In the meantime, get writing to Lord Gnome!

UPDATE: Sadly, the Eye‘s response leaves a lot to be desired:

Thank you for your letter, however we stand by the fact that conference did actually vote against motion F17 (and rightly so). A “reference back” is a rejection of the motion, even if, as mentioned elsewhere in coverage of the vote, it’s a polite lib dem way of doing so. Nick Clegg even acknowledged as much in his joke about the Syria vote.

It’s a shame you choose to nit-pick over conference semantics rather than acknowledging that the party’s handling of the Cyril Smith situation and failure to apologise to his victims.

The Eye‘s assertion ignores party procedure, the terms of the reference back, and the speeches given by members in the debate, which clearly demonstrate that the party is very keen on finding a good way to protect children from any potential harm from exposure to porn – and indeed the fact that the party voted for more comprehensive sex and relationship advice for children later in the very same Conference. The motion as presented did not protect children from harm and may have caused worse harm in other ways.
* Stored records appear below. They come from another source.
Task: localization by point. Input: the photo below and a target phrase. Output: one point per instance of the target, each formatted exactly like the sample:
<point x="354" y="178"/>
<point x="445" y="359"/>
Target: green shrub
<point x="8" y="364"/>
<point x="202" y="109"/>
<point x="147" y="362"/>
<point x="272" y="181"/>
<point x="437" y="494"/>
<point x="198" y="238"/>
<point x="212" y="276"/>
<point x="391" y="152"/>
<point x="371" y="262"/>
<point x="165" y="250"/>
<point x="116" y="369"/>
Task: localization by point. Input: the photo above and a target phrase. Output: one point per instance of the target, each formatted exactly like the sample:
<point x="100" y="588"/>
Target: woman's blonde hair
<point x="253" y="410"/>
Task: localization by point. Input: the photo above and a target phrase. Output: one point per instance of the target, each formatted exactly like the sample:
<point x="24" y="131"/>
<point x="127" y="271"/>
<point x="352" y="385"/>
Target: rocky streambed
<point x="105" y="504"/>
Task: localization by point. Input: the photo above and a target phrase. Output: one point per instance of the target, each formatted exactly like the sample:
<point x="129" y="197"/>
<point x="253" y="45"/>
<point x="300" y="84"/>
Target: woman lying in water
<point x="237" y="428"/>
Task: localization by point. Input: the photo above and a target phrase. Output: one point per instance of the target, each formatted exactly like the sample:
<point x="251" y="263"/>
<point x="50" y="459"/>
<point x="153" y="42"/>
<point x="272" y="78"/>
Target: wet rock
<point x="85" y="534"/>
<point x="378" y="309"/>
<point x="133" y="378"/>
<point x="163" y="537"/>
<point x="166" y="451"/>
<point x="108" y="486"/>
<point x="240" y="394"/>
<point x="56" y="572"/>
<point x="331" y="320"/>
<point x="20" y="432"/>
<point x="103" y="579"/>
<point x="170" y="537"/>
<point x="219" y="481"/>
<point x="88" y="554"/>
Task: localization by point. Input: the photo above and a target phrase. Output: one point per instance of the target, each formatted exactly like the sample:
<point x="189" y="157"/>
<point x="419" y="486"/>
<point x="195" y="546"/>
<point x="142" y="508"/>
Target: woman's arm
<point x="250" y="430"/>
The Cyril Smith “situation” is indeed very serious and worrying. It deserves better treatment from the Eye than being juxtaposed with tawdry and baseless assertions that the party is opposed to the protection of children. Better education for our children about the risks they face, and healthy and appropriate relationships, will help protect them from abuse from adults, whether or not they’re Liberal MPs.